“Is the juice worth the squeeze?” That’s the question that Tirien Steinbach, Stanford Law School’s associate dean for diversity, equity and inclusion, posed to Stuart Kyle Duncan regarding the federal appeals court judge’s now-notorious visit to campus earlier this month.
“I mean, is it worth the pain that this causes and the division that this causes?” Steinbach asked Duncan, who was invited to address the school’s chapter of the Federalist Society. “Do you have something so incredibly important to say … that is worth this impact on the division of these people who have sat next to each other for years, who are going through what is the battle of law school together, so that they can go out into the world and be advocates. And this is the division it’s caused. When I say ‘Is the juice worth the squeeze?’ That’s what I’m asking. Is this worth it?”
Now Steinbach has posed that query again, in the opinion pages of the Wall Street Journal. “I was referring to the responsibility that comes with freedom of speech: to consider not only the benefit of our words but also the consequences. It isn’t a rhetorical question,” Steinbach wrote. “I believe that we would be better served by leaders who ask themselves, ‘Is the juice (what we are doing) worth the squeeze (the intended and unintended consequences and costs)?’ I will certainly continue to ask this question myself.”
This is the wrong question, and while there’s been enough appropriately horrified commentary about the unacceptable behavior of the Stanford students who heckled Duncan, it’s important to explain why. It involves the difference between civility and self-censorship.
Civility is important and too often lacking, as the Stanford incident itself demonstrated — both the students and the judge apparently missed some important childhood lessons on that score. Duncan was shouted down; as he entered the classroom to give his talk, he said, one protester yelled, “We hope your daughters get raped.” Duncan’s response can be safely described as injudicious. “You are an appalling idiot,” he told one student.
Self-censorship is dangerous. It reinforces the notion that we should stay silent in spaces where our views might not be welcomed. This flattens discourse and homogenizes thought. In spaces where provocation is essential — opinion columns, universities and law schools in particular — it discourages the challenging of orthodoxy in favor of the comfortable cosseting of preexisting views.
Duncan himself offers a useful encapsulation of the distinction. I first encountered him in 2020, when he went out of his way to be disrespectful to a transgender prisoner who asked that her name be changed in the prison system. Duncan not only rejected the inmate’s petition — he disregarded her request that she be referred to by the female pronouns.
And he wrapped his incivility in the astonishing, unconvincing garb of maintaining the appearance of judicial impartiality — this from a jurist who had spent much of his previous legal career litigating against gay and transgender rights.
If he were to accommodate the prisoner’s request to be addressed by the pronoun of her choice, Duncan warned, “the court may unintentionally convey its tacit approval of the litigant’s underlying legal position. Even this appearance of bias, whether real or not, should be avoided.”
This is a flimsy excuse for intolerance and a lack of simple decency toward a fellow human being. Duncan should not have been shouted down; Stanford President Marc Tessier-Lavigne and law school Dean Jenny Martinez were correct to apologize to him. But it is hard to avoid appreciating a certain rough justice in the situation. Civility is as civility does.

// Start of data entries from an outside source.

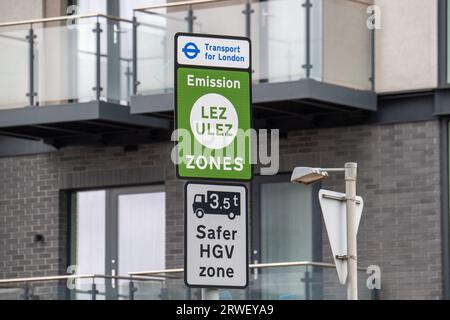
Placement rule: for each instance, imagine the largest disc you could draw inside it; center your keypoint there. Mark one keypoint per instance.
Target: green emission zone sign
(213, 107)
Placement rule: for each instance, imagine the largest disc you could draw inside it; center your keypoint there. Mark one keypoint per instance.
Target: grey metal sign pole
(350, 191)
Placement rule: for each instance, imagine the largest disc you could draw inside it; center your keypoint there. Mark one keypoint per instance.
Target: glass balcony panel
(116, 61)
(155, 49)
(64, 58)
(278, 33)
(225, 18)
(14, 69)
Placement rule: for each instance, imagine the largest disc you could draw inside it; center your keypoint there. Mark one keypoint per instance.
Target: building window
(114, 232)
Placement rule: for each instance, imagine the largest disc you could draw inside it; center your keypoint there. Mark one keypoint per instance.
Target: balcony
(310, 58)
(96, 78)
(68, 80)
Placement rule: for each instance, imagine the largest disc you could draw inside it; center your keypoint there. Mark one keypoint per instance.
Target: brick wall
(398, 177)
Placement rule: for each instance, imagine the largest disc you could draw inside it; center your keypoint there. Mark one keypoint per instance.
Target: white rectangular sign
(213, 52)
(216, 235)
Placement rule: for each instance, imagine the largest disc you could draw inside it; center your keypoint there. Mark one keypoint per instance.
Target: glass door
(114, 232)
(286, 228)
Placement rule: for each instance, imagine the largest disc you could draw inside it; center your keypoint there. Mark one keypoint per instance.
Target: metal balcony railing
(99, 57)
(325, 40)
(301, 280)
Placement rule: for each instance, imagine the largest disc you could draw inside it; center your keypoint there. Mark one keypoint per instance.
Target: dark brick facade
(398, 177)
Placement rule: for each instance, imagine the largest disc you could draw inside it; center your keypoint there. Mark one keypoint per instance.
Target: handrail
(82, 276)
(197, 2)
(63, 18)
(176, 4)
(147, 275)
(251, 266)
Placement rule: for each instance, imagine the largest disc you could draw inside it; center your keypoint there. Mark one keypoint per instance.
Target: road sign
(213, 106)
(334, 213)
(216, 235)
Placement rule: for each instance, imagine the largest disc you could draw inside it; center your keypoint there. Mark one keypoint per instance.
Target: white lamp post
(308, 175)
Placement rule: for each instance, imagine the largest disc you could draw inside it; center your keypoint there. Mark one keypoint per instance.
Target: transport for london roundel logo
(214, 121)
(191, 50)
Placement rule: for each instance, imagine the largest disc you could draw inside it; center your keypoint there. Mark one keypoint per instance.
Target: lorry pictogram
(217, 202)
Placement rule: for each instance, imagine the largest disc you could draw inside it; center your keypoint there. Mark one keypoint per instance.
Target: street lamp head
(308, 175)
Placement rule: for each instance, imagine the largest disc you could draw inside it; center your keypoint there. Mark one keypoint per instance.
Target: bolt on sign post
(213, 107)
(216, 252)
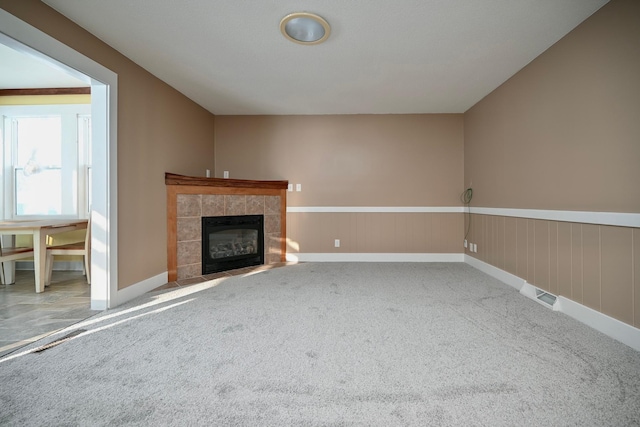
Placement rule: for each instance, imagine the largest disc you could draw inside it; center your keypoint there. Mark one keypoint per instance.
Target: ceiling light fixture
(305, 28)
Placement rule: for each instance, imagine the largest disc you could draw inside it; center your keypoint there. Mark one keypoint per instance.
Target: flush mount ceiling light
(305, 28)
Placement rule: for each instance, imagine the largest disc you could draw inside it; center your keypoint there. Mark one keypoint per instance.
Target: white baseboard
(609, 326)
(614, 328)
(57, 265)
(140, 288)
(373, 257)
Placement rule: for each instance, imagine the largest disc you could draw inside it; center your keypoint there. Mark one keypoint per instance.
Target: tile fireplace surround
(191, 198)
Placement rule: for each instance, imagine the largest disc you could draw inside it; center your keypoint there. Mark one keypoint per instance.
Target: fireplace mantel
(173, 179)
(189, 198)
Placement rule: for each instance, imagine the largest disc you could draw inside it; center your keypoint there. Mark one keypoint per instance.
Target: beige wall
(594, 265)
(348, 160)
(564, 134)
(159, 130)
(355, 161)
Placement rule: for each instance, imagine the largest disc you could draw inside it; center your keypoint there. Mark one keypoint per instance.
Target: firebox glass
(228, 243)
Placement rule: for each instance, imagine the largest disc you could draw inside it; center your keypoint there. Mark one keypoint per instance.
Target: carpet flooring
(328, 344)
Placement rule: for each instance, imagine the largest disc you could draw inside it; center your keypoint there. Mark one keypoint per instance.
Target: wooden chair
(12, 254)
(78, 248)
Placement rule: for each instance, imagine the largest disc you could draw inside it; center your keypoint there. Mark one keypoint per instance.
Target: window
(47, 154)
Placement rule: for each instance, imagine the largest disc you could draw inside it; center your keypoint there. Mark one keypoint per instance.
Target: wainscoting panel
(375, 232)
(595, 265)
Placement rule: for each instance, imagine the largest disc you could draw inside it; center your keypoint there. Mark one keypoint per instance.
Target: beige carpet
(329, 344)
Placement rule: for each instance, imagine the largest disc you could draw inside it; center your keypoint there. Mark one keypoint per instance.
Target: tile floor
(26, 316)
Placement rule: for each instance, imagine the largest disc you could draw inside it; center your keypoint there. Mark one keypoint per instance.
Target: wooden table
(40, 229)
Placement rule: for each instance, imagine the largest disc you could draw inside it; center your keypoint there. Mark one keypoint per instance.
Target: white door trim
(104, 89)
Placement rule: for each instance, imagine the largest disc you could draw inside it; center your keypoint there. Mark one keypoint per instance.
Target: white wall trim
(373, 257)
(140, 288)
(600, 218)
(375, 209)
(609, 326)
(614, 328)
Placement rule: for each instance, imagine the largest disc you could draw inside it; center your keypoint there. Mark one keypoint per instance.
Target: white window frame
(73, 152)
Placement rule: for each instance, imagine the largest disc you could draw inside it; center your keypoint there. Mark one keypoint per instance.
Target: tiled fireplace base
(191, 198)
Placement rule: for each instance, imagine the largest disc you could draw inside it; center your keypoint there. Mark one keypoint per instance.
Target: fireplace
(230, 242)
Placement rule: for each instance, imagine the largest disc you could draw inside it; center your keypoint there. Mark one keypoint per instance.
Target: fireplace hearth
(230, 242)
(190, 198)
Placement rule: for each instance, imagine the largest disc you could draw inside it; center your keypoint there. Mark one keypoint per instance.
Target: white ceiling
(405, 56)
(19, 70)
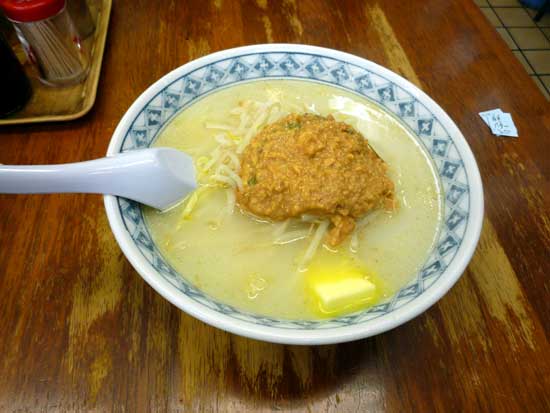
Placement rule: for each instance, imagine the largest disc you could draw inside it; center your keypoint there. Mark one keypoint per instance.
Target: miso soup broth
(263, 267)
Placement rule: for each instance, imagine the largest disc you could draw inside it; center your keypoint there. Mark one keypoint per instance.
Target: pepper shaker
(50, 39)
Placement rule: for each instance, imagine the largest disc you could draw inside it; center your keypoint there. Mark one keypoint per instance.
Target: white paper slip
(501, 123)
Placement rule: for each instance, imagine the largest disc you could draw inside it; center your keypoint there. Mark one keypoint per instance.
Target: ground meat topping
(309, 164)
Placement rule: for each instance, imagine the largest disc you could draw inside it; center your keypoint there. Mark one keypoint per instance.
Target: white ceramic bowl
(463, 211)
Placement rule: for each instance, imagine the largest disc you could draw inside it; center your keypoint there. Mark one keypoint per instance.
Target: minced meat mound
(309, 164)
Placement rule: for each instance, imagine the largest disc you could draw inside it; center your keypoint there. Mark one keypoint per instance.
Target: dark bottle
(15, 88)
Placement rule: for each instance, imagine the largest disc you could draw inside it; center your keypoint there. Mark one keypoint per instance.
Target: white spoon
(158, 177)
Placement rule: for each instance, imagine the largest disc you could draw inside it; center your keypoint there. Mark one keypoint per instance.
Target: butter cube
(337, 294)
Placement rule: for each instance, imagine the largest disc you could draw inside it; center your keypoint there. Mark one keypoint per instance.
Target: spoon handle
(142, 175)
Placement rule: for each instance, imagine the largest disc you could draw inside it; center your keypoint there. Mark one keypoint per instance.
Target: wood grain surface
(81, 331)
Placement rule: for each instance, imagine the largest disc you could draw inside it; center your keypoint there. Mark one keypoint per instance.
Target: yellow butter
(338, 285)
(335, 296)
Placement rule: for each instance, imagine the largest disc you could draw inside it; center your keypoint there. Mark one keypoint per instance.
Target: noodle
(317, 237)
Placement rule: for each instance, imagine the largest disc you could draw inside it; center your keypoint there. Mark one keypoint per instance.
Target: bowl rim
(314, 336)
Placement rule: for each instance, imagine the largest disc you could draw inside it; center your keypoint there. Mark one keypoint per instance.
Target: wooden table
(81, 331)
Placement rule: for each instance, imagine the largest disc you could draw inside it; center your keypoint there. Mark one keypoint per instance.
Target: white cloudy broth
(225, 260)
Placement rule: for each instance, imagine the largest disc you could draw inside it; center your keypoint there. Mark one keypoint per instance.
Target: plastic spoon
(158, 177)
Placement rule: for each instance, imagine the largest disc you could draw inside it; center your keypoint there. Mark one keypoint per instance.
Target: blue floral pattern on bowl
(313, 67)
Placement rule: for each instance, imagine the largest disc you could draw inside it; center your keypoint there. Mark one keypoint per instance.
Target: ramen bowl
(462, 212)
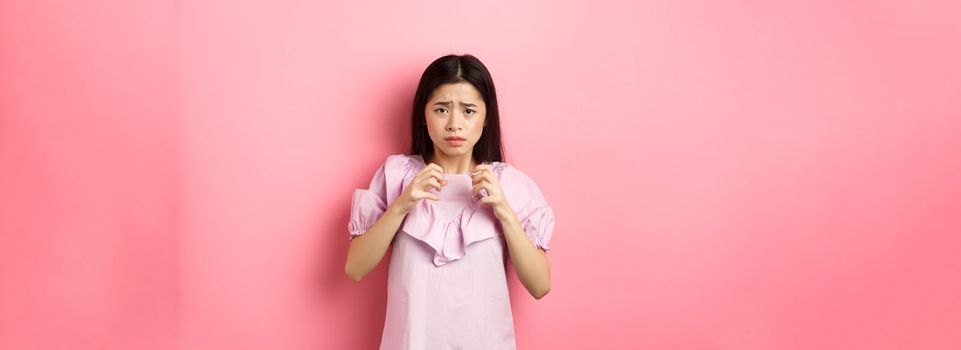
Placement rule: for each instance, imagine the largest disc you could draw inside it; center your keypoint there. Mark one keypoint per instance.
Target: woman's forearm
(529, 261)
(368, 249)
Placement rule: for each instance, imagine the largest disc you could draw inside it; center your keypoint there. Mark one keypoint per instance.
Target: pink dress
(446, 283)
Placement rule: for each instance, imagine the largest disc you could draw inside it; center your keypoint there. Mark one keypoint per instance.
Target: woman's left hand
(483, 178)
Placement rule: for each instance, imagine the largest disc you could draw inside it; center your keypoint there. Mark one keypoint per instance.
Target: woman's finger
(432, 182)
(483, 176)
(482, 186)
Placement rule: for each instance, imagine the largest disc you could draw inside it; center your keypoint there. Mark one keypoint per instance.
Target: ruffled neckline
(449, 238)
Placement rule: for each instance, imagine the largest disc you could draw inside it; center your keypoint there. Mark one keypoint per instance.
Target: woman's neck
(453, 164)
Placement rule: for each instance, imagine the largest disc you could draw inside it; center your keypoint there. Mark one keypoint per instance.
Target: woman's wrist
(399, 207)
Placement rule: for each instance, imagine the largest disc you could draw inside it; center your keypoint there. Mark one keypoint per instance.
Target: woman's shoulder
(403, 162)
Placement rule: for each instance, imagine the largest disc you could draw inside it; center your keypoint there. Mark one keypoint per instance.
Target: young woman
(453, 213)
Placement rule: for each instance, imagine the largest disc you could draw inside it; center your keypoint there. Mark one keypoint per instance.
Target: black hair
(455, 69)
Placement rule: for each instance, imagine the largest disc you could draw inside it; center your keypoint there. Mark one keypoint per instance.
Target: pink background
(726, 175)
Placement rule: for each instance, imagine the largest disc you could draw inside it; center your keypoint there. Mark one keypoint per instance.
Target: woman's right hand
(432, 176)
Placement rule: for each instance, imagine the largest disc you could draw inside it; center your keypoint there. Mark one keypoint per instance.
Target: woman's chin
(455, 151)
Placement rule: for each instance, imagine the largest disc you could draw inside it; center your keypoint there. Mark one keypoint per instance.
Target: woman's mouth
(455, 140)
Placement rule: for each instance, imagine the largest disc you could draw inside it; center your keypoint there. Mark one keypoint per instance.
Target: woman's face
(455, 118)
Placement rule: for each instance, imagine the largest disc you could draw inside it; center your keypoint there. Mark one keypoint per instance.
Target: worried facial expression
(455, 118)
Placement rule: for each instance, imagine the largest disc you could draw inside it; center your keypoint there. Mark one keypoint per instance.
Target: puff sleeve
(527, 200)
(368, 205)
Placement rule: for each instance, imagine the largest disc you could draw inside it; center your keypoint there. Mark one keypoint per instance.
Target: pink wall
(751, 175)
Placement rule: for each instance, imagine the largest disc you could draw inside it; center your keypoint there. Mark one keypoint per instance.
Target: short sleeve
(368, 205)
(534, 213)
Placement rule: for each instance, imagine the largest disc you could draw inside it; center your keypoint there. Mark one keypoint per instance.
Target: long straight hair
(455, 69)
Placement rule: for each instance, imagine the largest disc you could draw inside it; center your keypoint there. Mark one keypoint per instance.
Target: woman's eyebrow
(448, 103)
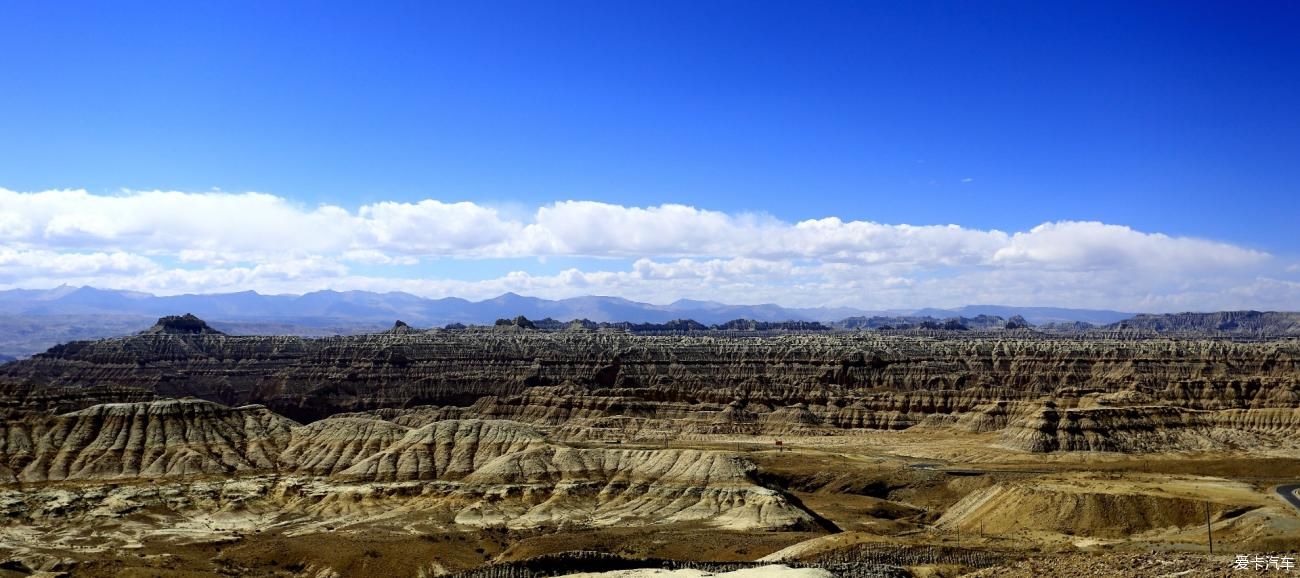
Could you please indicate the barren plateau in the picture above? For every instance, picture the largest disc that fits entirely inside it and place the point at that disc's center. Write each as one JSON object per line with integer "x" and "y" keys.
{"x": 186, "y": 452}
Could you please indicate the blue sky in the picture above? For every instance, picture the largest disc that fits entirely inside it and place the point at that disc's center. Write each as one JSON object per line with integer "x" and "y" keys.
{"x": 1173, "y": 120}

But should Duncan, as Steinbach suggested, have chosen to turn down the Federalist Society’s invitation and voluntarily absented himself from Stanford’s campus? No — a thousand times no — not for his own good but for the very benefit of the students who are most offended by his position.
How much better off would they have been to allow him to speak, and to respectfully challenge his reasoning in the pronoun case? The chances of changing Duncan’s mind are minimal, but there is zero possibility of that in the absence of dialogue.
More important, hearing the views of the other side can only aid in rebutting them. If you cannot tolerate listening to arguments with which you disagree, if you prefer to have your convictions reaffirmed rather than challenged, you are going to be less capable of presenting your case, not more.
We are all better off in a world where we don’t have to second-guess ourselves before venturing an unpopular opinion. There is too much of this in our current environment, not too little. Think about how you phrase something, yes, but not about whether you ought to say it. Because the alternative is pallid mush, short on honesty and condemned to vapidity. The juice is always worth the squeeze.